Things may not improve immediately, but you must learn to do it calmly, patiently, and consistently. If you are wondering if it has crossed the line to toxic dumping or emotional abuse, you might want to download my free guide to this topic by clicking here.
A Word to Parents
You may be thinking that I am suggesting that you allow your children to run recklessly all over you. That is certainly not the case! However, I am challenging you about being stern or harsh with your children. You can accomplish everything that you need to accomplish from a place of love, confidence, compassion, and respect.
You may argue that your children are well behaved, diligent students, and high achievers, so it’s obviously effective. I think that is awesome that your kids are great kids! But I believe beyond any doubt, and have seen it proven out in my practice as I have worked with parents for over 20 years… if you are using harshness and sternness to accomplish this, your children may be perfectly behaved and compliant, but their respect for you is, at the very least, damaged.

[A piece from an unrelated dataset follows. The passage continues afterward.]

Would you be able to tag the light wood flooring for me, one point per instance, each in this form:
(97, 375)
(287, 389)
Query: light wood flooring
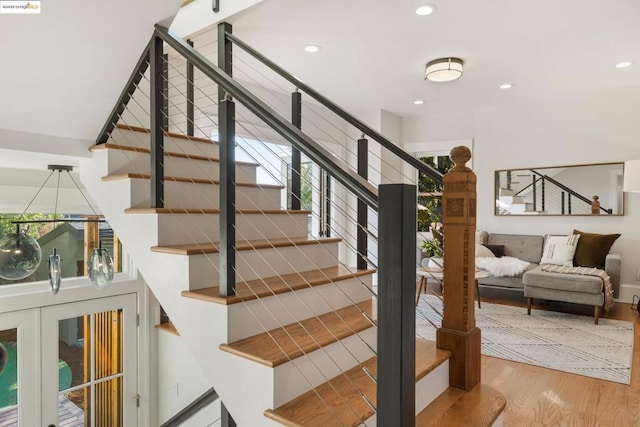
(544, 397)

It is not too late to turn that around. Teach them the same lessons, issue the same consequences, but do it from a different place. Research says that they will respond even better, and that your relationship with them will be restored.
Tough love? There is no such thing!
Courageous and compassionate love? I believe that’s how you truly want to regard those in your life. It’s not too late. Not too much damage has been done. Come up higher and be the best that you can be! I know it’s in you! Let’s ditch tough love and replace it with courageous and compassionate love!